The expected interval is set per-SDK (default: 30 seconds). TraceStax learns the interval from the gap between successive heartbeats from the same worker key. For a freshly-seen worker with only one heartbeat on record, TraceStax assumes the SDK default until a second heartbeat confirms the actual interval.

A degraded status is a warning — the worker is probably still running but may be under load, experiencing network issues, or about to crash. An offline status means the worker has almost certainly stopped.

The worker key is the stable identifier TraceStax uses to track a worker process across its lifetime. All task_event and heartbeat events from the same worker process share the same key, which is how TraceStax correlates job executions back to a specific worker instance.

The default key format is hostname:pid. This is unique within a host and changes when the process is restarted (because the PID changes), which is the correct behavior — a restarted worker is a new process.

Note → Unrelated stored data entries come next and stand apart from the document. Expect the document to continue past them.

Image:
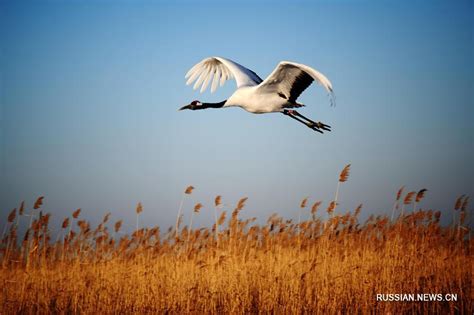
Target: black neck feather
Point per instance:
(211, 105)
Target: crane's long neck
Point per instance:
(211, 105)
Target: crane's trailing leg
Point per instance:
(316, 126)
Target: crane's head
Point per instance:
(192, 106)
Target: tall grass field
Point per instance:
(403, 262)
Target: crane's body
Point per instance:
(257, 103)
(277, 93)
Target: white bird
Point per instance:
(277, 93)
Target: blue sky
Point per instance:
(90, 91)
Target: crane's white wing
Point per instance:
(218, 69)
(290, 79)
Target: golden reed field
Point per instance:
(314, 266)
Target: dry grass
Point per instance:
(236, 266)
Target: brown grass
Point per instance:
(236, 267)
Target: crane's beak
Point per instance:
(185, 107)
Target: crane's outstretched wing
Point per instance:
(291, 79)
(217, 69)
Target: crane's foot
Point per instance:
(319, 125)
(316, 126)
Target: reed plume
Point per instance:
(187, 191)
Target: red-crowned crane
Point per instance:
(277, 93)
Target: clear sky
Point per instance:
(90, 91)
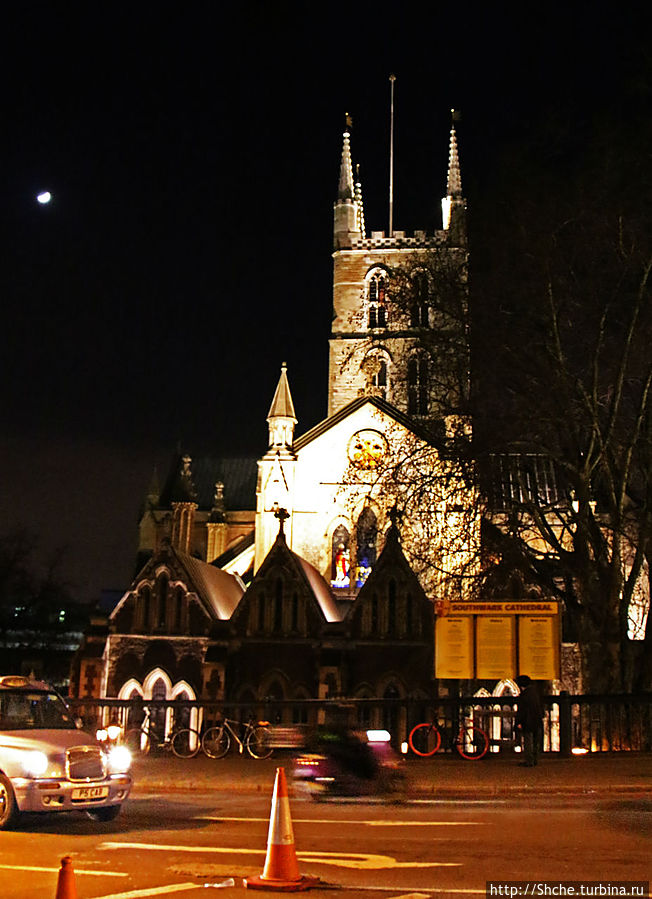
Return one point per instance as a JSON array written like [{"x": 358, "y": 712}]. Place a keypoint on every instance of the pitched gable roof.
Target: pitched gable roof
[
  {"x": 314, "y": 582},
  {"x": 352, "y": 407},
  {"x": 218, "y": 591}
]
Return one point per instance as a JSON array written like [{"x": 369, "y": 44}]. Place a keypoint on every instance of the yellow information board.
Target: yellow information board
[
  {"x": 454, "y": 647},
  {"x": 538, "y": 644},
  {"x": 497, "y": 640}
]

You can override the worker key in the SDK configuration. Use cases for a custom key:

  • You want a stable key that survives restarts (e.g. a Kubernetes pod name, which remains stable across process crashes but changes when the pod is rescheduled)
  • You want a human-readable name for fleet visibility (e.g. payments-worker-prod-a)

In environments where workers scale down to zero (or near-zero) under low load, TraceStax will mark the scaled-down workers as offline. This is expected behavior and does not indicate a problem — but it can generate unwanted fleet alerts.

To handle autoscaling cleanly:

  • Set an appropriate minimum fleet size — if your queue can legitimately scale to zero workers, set the minimum fleet size for that queue to 0. TraceStax will not alert when all workers are offline.
  • Suppress alerts for specific worker keys — if certain workers are ephemeral (e.g. one-off task runners), you can add their keys to the suppress list in Project Settings → Workers → Suppressed keys. Suppressed workers appear in the fleet view but never fire offline alerts.

Worker keys support wildcard patterns for suppression. For example, batch-runner-* suppresses all workers whose key starts with batch-runner-.

The concurrency value on each fleet row shows how many jobs the worker can process simultaneously, as reported by the framework. TraceStax displays this in the fleet view but does not currently use it as an alert signal — it is informational.

Concurrency is set at worker startup and does not change during the worker’s lifetime unless the worker is restarted. If you change concurrency in your deployment, the fleet view updates after the next heartbeat from the restarted workers.

Fleet alerts fire when the number of online workers consuming a specific queue drops below a configured threshold.

To configure fleet alerts:

  1. Navigate to the Workers tab of your project.
  2. Select Fleet alert rules from the top right.
  3. Click Add rule.
  4. Choose the queue to monitor.
  5. Set the Minimum online workers value.
  6. Choose the routing destination (inherits the project default if not overridden).
  7. Save.

When the online worker count for the queue drops below the minimum, a critical alert fires. When workers come back online and the count recovers, a resolved notification is sent.